Should the healthcare practitioner be familiar with this entity, the most sensitive tell is when a specific part of the foot dubbed as the "N spot" is particularly tender when pressed. Pain can happen on its own and persist on its own, like an annoying background noise that you can't shake off. But tenderness is pain that can be induced and replicated in the doctor's office. Sometimes, this can point to a fracture unseen by as many as two-thirds of navicular fracture X-rays.
Once the diagnosis of a navicular fracture is set, the next order of business is the proper treatment. There are three ways to treat a navicular fracture. One way is through surgery, and the other two methods are non-surgical with a non-weight-bearing and a weight-bearing option. Since the people who usually get these fractures are young athletes, there has been greater pressure to use surgical treatments or the weight-bearing option to get them back in the field as soon as possible.
However, a meta-analysis that studied 313 pieces of research on the treatment of navicular fractures came to the opposite conclusion.
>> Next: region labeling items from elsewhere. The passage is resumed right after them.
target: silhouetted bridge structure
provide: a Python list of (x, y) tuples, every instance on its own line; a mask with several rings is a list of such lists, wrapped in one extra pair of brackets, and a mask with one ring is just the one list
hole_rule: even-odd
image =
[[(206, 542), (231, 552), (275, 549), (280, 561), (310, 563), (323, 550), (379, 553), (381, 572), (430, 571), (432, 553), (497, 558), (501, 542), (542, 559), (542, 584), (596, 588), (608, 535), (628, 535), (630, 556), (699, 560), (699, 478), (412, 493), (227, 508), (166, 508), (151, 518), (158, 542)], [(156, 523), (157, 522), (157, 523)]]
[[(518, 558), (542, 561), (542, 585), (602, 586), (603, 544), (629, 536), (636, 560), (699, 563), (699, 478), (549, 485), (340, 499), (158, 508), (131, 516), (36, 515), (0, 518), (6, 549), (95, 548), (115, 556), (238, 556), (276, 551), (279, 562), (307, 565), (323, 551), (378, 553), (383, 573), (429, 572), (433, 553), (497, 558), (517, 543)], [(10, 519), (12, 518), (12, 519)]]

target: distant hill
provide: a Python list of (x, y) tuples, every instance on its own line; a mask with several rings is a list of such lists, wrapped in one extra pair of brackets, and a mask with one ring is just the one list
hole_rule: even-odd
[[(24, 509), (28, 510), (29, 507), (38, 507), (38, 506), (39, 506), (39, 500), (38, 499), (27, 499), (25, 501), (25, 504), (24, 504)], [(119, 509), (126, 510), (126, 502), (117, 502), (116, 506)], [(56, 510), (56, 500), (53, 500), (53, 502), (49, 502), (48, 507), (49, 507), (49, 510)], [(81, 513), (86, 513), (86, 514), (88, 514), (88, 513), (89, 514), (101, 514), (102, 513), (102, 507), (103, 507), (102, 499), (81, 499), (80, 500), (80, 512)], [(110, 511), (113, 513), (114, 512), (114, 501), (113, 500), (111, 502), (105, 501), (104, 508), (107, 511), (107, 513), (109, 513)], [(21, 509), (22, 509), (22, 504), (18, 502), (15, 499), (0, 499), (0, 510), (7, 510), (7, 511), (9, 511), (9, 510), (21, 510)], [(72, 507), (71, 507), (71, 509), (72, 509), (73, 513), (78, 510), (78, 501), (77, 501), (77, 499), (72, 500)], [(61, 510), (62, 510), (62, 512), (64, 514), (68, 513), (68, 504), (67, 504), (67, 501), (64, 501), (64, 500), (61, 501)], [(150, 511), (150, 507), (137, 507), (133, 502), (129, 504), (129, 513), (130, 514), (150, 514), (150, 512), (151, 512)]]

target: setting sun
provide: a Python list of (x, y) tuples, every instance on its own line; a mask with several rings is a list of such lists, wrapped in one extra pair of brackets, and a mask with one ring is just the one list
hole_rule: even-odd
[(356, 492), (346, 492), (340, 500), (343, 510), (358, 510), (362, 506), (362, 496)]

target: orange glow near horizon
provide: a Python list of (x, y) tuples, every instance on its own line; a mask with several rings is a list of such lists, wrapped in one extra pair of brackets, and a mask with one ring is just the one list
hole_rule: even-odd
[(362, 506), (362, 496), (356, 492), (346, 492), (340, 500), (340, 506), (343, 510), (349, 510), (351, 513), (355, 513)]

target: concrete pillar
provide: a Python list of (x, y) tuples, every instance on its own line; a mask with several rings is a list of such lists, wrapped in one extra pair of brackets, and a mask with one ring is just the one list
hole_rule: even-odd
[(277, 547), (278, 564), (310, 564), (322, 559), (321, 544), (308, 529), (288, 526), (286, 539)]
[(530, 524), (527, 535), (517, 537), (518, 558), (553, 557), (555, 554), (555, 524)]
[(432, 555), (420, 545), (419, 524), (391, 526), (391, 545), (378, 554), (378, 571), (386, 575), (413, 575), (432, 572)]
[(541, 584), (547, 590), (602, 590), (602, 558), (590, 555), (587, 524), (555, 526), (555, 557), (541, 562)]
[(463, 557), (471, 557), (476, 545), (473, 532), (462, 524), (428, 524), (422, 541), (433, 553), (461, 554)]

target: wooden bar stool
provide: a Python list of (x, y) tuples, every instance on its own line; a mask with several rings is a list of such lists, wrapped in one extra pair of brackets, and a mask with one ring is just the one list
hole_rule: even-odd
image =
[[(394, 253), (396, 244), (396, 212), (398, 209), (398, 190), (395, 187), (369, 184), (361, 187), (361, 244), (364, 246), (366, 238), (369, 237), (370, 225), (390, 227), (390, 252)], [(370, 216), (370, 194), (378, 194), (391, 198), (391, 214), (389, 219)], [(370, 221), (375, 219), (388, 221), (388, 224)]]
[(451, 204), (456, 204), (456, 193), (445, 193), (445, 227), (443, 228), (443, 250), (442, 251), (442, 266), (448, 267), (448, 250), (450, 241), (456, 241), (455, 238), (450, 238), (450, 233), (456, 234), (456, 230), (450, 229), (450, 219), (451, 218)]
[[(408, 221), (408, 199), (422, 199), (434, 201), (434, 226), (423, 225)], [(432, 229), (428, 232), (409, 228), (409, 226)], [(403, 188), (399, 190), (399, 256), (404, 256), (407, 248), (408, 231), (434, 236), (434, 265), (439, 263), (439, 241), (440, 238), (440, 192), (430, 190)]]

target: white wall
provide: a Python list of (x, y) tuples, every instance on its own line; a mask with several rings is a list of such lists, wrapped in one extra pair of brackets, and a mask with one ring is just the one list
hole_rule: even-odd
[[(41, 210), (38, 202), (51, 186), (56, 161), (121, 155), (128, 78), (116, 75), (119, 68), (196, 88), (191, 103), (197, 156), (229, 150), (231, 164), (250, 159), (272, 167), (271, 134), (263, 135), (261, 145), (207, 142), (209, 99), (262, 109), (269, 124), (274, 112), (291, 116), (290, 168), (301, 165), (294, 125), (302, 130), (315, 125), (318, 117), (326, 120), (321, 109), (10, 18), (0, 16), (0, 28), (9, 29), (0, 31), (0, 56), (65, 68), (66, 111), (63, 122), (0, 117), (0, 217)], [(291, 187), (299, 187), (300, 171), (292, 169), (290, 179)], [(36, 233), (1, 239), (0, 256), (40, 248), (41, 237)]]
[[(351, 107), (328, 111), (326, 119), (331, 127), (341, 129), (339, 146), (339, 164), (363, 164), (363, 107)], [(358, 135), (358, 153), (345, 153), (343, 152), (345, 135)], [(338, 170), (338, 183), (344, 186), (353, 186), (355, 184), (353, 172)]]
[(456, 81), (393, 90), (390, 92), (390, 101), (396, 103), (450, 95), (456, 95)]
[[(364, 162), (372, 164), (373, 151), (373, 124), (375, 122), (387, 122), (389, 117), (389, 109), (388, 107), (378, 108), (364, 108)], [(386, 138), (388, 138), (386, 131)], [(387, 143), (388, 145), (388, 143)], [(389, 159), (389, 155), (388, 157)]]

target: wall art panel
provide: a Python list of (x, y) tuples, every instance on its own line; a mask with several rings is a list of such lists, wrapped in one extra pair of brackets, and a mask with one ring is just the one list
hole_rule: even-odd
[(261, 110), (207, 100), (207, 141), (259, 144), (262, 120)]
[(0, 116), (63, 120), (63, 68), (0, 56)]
It turns out that non-weight-bearing immobilization gives statistically similar results to if a patient got surgery. But to get the benefits, it must be a complete cast immobilization for around 6 to 8 weeks, and only then can one gradually put weight on the foot. Otherwise, if the patient doesn't get surgery but permits weight-bearing, the treatment becomes less effective.
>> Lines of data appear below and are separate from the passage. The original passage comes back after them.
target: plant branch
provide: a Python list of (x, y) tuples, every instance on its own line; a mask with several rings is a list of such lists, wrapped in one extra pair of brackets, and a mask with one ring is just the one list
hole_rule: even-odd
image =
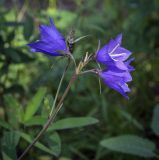
[(57, 107), (55, 108), (54, 112), (52, 113), (52, 115), (49, 117), (48, 121), (45, 123), (45, 125), (43, 126), (43, 128), (41, 129), (41, 131), (38, 133), (38, 135), (35, 137), (35, 139), (33, 140), (33, 142), (25, 149), (25, 151), (22, 153), (22, 155), (18, 158), (18, 160), (21, 160), (27, 153), (28, 151), (34, 146), (34, 144), (40, 139), (40, 137), (45, 133), (45, 131), (48, 129), (49, 125), (51, 124), (51, 122), (53, 122), (55, 120), (55, 117), (57, 115), (57, 113), (59, 112), (59, 110), (62, 107), (63, 101), (66, 97), (66, 95), (68, 94), (71, 85), (73, 84), (73, 82), (77, 79), (78, 75), (76, 73), (74, 73), (69, 81), (69, 84), (63, 94), (63, 96), (61, 97)]

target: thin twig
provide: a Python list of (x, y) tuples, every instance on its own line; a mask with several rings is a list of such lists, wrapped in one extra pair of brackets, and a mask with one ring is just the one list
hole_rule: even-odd
[(55, 120), (55, 117), (57, 115), (57, 113), (59, 112), (59, 110), (62, 107), (63, 101), (66, 97), (66, 95), (68, 94), (68, 91), (71, 88), (72, 83), (77, 79), (77, 74), (74, 73), (71, 77), (71, 80), (69, 81), (69, 84), (62, 96), (62, 98), (60, 99), (57, 107), (55, 108), (54, 112), (52, 113), (52, 115), (49, 117), (48, 121), (46, 122), (46, 124), (43, 126), (43, 128), (41, 129), (41, 131), (38, 133), (38, 135), (36, 136), (36, 138), (33, 140), (33, 142), (25, 149), (25, 151), (22, 153), (22, 155), (18, 158), (18, 160), (21, 160), (26, 153), (28, 153), (28, 151), (34, 146), (34, 144), (40, 139), (40, 137), (45, 133), (45, 131), (48, 129), (49, 125), (51, 124), (51, 122), (53, 122)]

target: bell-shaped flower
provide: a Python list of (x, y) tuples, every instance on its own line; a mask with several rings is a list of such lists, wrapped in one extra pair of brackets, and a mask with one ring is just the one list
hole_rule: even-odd
[(126, 93), (130, 92), (130, 89), (127, 85), (127, 82), (132, 81), (132, 77), (128, 71), (113, 70), (112, 68), (108, 68), (103, 71), (98, 71), (98, 74), (105, 85), (128, 98)]
[(40, 25), (40, 40), (28, 44), (32, 52), (41, 52), (50, 56), (68, 54), (65, 38), (58, 32), (52, 19), (50, 26)]
[(127, 70), (127, 65), (124, 63), (131, 55), (131, 52), (121, 47), (122, 34), (111, 39), (108, 44), (101, 48), (96, 53), (96, 60), (106, 66), (116, 66), (121, 70)]

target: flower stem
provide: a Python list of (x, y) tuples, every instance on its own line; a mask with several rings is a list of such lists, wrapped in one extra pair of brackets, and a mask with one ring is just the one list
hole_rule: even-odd
[(55, 120), (55, 117), (57, 115), (57, 113), (59, 112), (59, 110), (62, 108), (63, 105), (63, 101), (66, 97), (66, 95), (68, 94), (68, 91), (71, 88), (71, 85), (73, 84), (73, 82), (77, 79), (78, 75), (76, 73), (74, 73), (69, 81), (69, 84), (64, 92), (64, 94), (62, 95), (57, 107), (55, 108), (54, 112), (52, 112), (52, 115), (50, 115), (48, 121), (45, 123), (45, 125), (43, 126), (43, 128), (41, 129), (41, 131), (38, 133), (38, 135), (35, 137), (35, 139), (33, 140), (33, 142), (25, 149), (25, 151), (21, 154), (21, 156), (18, 158), (18, 160), (21, 160), (27, 153), (28, 151), (34, 146), (34, 144), (40, 139), (40, 137), (46, 132), (46, 130), (48, 129), (49, 125), (51, 124), (51, 122), (53, 122)]

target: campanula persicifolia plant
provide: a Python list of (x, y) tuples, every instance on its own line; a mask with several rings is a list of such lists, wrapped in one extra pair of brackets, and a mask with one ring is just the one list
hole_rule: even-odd
[[(125, 98), (128, 98), (127, 92), (130, 92), (127, 82), (132, 81), (132, 77), (130, 72), (134, 70), (134, 68), (130, 65), (133, 58), (129, 58), (131, 52), (124, 47), (121, 46), (122, 42), (122, 34), (117, 35), (114, 39), (111, 39), (108, 44), (106, 44), (101, 49), (98, 48), (96, 53), (86, 55), (84, 59), (82, 59), (78, 65), (73, 56), (73, 45), (77, 41), (85, 38), (86, 36), (80, 37), (78, 39), (74, 39), (72, 34), (68, 36), (67, 39), (63, 37), (63, 35), (56, 29), (52, 19), (50, 19), (50, 26), (40, 25), (40, 40), (36, 42), (28, 44), (31, 48), (32, 52), (40, 52), (43, 54), (47, 54), (49, 56), (63, 56), (68, 58), (68, 64), (64, 70), (61, 81), (59, 83), (59, 87), (56, 93), (56, 97), (54, 100), (53, 108), (56, 108), (50, 111), (49, 119), (46, 124), (43, 126), (42, 130), (39, 132), (37, 137), (33, 140), (33, 142), (26, 148), (23, 154), (18, 158), (18, 160), (22, 159), (24, 155), (32, 148), (32, 146), (39, 140), (42, 134), (45, 133), (50, 123), (53, 122), (57, 113), (63, 106), (64, 99), (74, 81), (83, 74), (93, 73), (99, 76), (105, 85), (116, 90)], [(69, 65), (72, 62), (75, 65), (74, 73), (66, 87), (61, 99), (58, 104), (56, 104), (58, 93), (60, 87), (62, 85), (63, 78), (69, 68)], [(88, 65), (89, 62), (94, 61), (94, 63), (102, 64), (102, 67), (92, 68), (90, 70), (84, 70), (85, 66)], [(100, 65), (98, 65), (100, 66)], [(102, 68), (102, 69), (101, 69)]]

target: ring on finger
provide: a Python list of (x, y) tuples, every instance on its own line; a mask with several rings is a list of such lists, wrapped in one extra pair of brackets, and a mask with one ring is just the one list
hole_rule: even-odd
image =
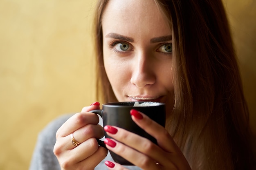
[(80, 145), (81, 144), (79, 143), (79, 142), (78, 142), (77, 141), (76, 141), (76, 139), (75, 139), (74, 138), (73, 133), (74, 133), (74, 132), (72, 132), (72, 133), (71, 133), (71, 139), (72, 140), (71, 141), (72, 142), (72, 144), (73, 144), (73, 145), (74, 145), (75, 146), (75, 147), (76, 147), (78, 146), (79, 145)]

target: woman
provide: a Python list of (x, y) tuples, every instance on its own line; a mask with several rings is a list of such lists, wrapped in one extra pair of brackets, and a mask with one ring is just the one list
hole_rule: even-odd
[[(165, 129), (131, 112), (158, 146), (107, 126), (114, 138), (104, 141), (108, 149), (144, 170), (253, 169), (248, 109), (221, 1), (101, 0), (97, 9), (98, 94), (106, 102), (166, 106)], [(39, 166), (102, 169), (105, 162), (110, 170), (138, 169), (108, 156), (103, 161), (107, 150), (96, 139), (103, 129), (88, 112), (99, 106), (85, 107), (63, 124), (54, 149), (58, 161), (51, 155), (52, 162)], [(44, 148), (40, 155), (48, 152)]]

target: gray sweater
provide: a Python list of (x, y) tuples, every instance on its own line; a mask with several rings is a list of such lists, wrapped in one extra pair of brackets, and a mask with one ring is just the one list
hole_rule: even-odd
[[(72, 115), (65, 115), (53, 120), (39, 133), (29, 170), (61, 170), (58, 160), (53, 151), (56, 142), (55, 135), (58, 129)], [(104, 163), (106, 160), (113, 161), (109, 153), (94, 169), (108, 169)], [(131, 170), (141, 169), (135, 166), (126, 167)]]

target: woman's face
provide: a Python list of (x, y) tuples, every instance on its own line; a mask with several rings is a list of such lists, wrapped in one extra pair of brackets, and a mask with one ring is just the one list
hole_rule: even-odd
[(104, 64), (118, 101), (162, 102), (171, 111), (172, 32), (159, 10), (153, 0), (110, 0), (102, 18)]

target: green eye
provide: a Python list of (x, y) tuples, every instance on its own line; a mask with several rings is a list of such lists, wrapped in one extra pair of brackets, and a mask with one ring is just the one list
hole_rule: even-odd
[(173, 51), (173, 46), (171, 45), (166, 45), (164, 46), (164, 49), (168, 53), (171, 53)]
[(173, 45), (170, 43), (166, 44), (161, 46), (157, 51), (162, 53), (171, 53), (173, 52)]
[(129, 49), (129, 45), (126, 43), (121, 42), (119, 43), (119, 47), (120, 49), (123, 51), (126, 51)]

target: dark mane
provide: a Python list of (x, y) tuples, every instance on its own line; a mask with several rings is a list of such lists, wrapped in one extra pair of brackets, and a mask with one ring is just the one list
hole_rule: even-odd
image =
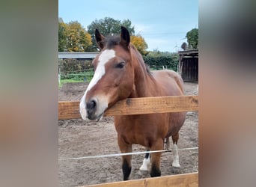
[[(104, 40), (103, 40), (106, 46), (107, 49), (110, 49), (112, 48), (113, 48), (115, 46), (117, 46), (120, 43), (120, 36), (109, 36), (106, 37)], [(134, 52), (137, 53), (137, 55), (138, 57), (139, 61), (141, 64), (144, 64), (145, 67), (146, 67), (146, 71), (149, 75), (152, 75), (152, 73), (150, 70), (150, 67), (149, 65), (147, 65), (147, 64), (144, 63), (143, 58), (141, 55), (141, 53), (139, 53), (139, 52), (137, 50), (137, 49), (132, 45), (130, 44), (131, 48), (133, 49)]]
[(106, 37), (104, 40), (104, 43), (106, 43), (106, 46), (107, 49), (112, 49), (113, 46), (117, 46), (120, 43), (120, 37), (119, 36), (109, 36)]

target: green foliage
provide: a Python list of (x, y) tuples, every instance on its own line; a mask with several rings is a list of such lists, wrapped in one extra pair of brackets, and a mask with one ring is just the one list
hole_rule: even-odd
[(58, 52), (91, 51), (91, 37), (77, 21), (64, 23), (58, 19)]
[(189, 49), (198, 48), (198, 28), (193, 28), (188, 31), (186, 37), (189, 43)]
[(160, 70), (165, 68), (177, 71), (179, 55), (177, 53), (168, 52), (161, 52), (155, 50), (150, 52), (147, 56), (143, 56), (144, 62), (150, 66), (150, 69)]
[(78, 22), (70, 22), (67, 26), (67, 49), (69, 52), (85, 52), (92, 45), (91, 37)]
[[(126, 27), (129, 34), (133, 35), (135, 33), (134, 26), (132, 27), (132, 22), (129, 19), (124, 19), (123, 21), (114, 19), (111, 17), (105, 17), (104, 19), (95, 19), (88, 26), (88, 33), (91, 36), (94, 36), (95, 29), (97, 28), (103, 36), (120, 34), (121, 27)], [(97, 51), (98, 46), (95, 40), (93, 40), (92, 49)]]
[(67, 45), (67, 25), (58, 22), (58, 52), (64, 52)]
[(79, 73), (67, 73), (67, 74), (61, 74), (61, 80), (63, 79), (70, 79), (73, 81), (82, 82), (87, 81), (90, 82), (94, 76), (93, 70), (88, 70), (84, 72), (80, 72)]

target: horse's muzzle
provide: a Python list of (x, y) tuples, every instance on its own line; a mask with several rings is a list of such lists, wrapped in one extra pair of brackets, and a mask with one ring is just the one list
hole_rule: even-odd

A more recent 2015 study found that surgery actually showed inferior outcomes compared to the non-surgical non-weight-bearing treatment. After the surgery, it took significantly longer to return to work, greater persistence of pain, and more were unable to wear their normal shoes.
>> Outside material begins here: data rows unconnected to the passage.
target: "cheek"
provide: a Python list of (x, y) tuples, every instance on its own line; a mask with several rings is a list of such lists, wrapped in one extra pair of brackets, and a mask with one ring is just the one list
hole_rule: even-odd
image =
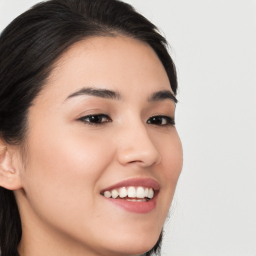
[(24, 186), (36, 208), (40, 207), (38, 198), (40, 204), (58, 204), (60, 210), (67, 205), (81, 208), (81, 202), (88, 206), (93, 204), (95, 184), (108, 165), (112, 152), (107, 139), (86, 136), (82, 132), (54, 134), (46, 130), (40, 137), (32, 137)]

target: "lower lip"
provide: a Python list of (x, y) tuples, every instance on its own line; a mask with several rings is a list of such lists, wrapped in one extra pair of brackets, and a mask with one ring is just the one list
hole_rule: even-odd
[(149, 201), (146, 202), (132, 202), (125, 199), (114, 199), (104, 198), (110, 202), (114, 204), (128, 212), (137, 214), (146, 214), (152, 210), (156, 205), (158, 194)]

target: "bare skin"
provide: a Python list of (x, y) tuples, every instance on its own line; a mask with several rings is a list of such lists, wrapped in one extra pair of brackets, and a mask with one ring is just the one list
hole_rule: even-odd
[[(86, 94), (88, 88), (116, 96)], [(174, 101), (148, 101), (162, 90), (172, 93), (160, 61), (136, 40), (92, 38), (63, 55), (30, 108), (26, 170), (18, 149), (1, 142), (0, 184), (15, 190), (20, 256), (120, 256), (154, 246), (182, 162), (170, 121)], [(148, 212), (128, 211), (100, 194), (142, 178), (160, 187)]]

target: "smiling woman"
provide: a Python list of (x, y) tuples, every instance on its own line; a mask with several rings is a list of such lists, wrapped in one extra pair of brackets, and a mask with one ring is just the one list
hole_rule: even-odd
[(2, 256), (159, 252), (181, 171), (174, 64), (115, 0), (51, 0), (0, 38)]

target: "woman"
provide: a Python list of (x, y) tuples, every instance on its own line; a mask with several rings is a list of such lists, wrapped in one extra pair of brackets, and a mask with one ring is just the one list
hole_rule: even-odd
[(159, 252), (182, 166), (166, 44), (116, 0), (46, 2), (4, 31), (2, 256)]

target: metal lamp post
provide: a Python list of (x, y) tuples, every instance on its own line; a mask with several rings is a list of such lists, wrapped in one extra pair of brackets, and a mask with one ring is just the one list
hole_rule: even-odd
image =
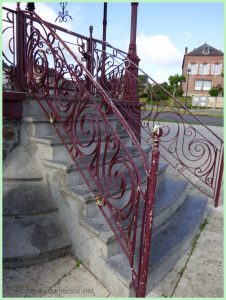
[(187, 98), (188, 98), (188, 82), (189, 82), (189, 75), (190, 75), (191, 69), (187, 69), (187, 87), (186, 87), (186, 96), (185, 96), (185, 107), (187, 107)]

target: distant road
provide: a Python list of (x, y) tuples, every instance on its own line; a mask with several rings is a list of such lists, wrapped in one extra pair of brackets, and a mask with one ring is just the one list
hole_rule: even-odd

Surgery is also fraught with complications. In particular, secondary osteoarthritis was seen in as much as 85% of those who underwent surgery compared to 43% in those who did not. Not to mention, it's also the more expensive path!
Also See: A knee scooter for broken foot might be helpful to avoid having the foot touch the ground while moving or traveling. Ask your doctor for options.
The navicular bone fracture healing time is often cited to be around 6 to 8 weeks for most people. If you recall in our treatment, this is the amount of time the foot is usually put into a cast. However, the bone mustn't just heal what was broken-- it must also strengthen itself for continued activity.
Researchers have found that 96% of navicular fractures that have been treated for 6 weeks were able to return to their usual activities at an average of 4.9 months after treatment. This is in comparison with those treated surgically who could return at an average of 5.2 months later.
Navicular fractures are generally rare and thus may be difficult to identify. This can lead to a delay in diagnosis and even improper treatment. Thus, keeping ourselves informed and knowing when to see a professional is the best tool we can have in our pockets.